Researchers at Rutgers University have shown that common Wi-Fi can be used to penetrate bags and estimate the dimensions of metal objects like weapons, laptops, batteries and more, potentially identifying them. Furthermore, the system can reasonably determine the volume of liquids like acid, alcohol and other chemicals used to make explosives.
The technology works by separating the wireless interference caused by influencing factors of an object like its shape and the material it is made of.
The device can be constructed using two to three antennas and can be added to existing Wi-Fi networks.
Researchers tested 15 different types of objects and six types of bags. Their Wi-Fi system demonstrated an accuracy rate of 99 percent for detecting dangerous objects, 98 percent for metal objects and 95 percent for liquids.
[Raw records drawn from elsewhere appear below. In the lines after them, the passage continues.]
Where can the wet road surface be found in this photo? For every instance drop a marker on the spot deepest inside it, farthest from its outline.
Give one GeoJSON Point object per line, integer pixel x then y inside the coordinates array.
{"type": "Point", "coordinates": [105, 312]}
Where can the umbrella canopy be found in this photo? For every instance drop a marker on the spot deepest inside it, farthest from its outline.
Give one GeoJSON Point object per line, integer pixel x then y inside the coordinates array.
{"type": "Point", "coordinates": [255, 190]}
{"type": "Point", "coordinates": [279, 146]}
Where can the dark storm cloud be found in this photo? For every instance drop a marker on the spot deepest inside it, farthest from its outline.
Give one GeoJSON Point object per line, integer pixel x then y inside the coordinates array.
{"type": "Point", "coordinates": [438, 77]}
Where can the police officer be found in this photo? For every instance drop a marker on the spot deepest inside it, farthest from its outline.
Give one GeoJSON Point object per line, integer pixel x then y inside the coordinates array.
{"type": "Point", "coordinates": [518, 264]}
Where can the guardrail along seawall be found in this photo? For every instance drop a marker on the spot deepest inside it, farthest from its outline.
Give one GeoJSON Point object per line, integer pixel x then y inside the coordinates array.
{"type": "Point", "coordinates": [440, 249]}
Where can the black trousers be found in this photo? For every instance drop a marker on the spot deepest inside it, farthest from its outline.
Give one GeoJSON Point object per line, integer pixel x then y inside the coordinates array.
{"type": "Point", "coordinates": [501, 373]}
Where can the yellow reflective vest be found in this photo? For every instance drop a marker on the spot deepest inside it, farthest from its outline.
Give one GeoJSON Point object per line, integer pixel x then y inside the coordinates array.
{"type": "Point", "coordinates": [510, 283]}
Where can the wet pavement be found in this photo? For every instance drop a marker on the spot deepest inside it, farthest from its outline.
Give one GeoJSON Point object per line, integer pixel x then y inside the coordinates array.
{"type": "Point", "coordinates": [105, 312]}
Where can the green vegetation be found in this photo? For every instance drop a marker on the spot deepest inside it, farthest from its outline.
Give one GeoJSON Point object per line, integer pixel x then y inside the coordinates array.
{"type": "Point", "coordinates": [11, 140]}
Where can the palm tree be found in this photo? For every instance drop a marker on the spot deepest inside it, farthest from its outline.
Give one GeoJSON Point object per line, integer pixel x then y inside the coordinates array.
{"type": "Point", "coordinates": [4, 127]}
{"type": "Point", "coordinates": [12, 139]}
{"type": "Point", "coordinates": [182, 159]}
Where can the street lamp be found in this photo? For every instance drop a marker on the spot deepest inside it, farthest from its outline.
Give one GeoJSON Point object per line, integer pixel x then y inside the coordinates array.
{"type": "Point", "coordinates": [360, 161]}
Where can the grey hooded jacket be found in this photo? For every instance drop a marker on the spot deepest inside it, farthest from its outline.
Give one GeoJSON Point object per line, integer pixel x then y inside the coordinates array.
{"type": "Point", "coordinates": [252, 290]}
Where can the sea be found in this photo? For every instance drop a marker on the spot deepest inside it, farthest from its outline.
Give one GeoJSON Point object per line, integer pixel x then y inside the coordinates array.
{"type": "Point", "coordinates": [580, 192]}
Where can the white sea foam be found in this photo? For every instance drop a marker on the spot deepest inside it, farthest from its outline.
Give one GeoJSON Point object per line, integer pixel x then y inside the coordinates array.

Accuracy dropped to around 90 percent, however, when objects inside bags were wrapped.
Professor Yingying Chen, a co-author of the peer-reviewed study that won a best paper award at the 2018 IEEE Conference on Communications and Network Security, said that in large public areas, it’s hard to set up expensive screening infrastructure like you’d find in an airport, adding that they wanted to develop a method to try and reduce the manpower needed at security checkpoints.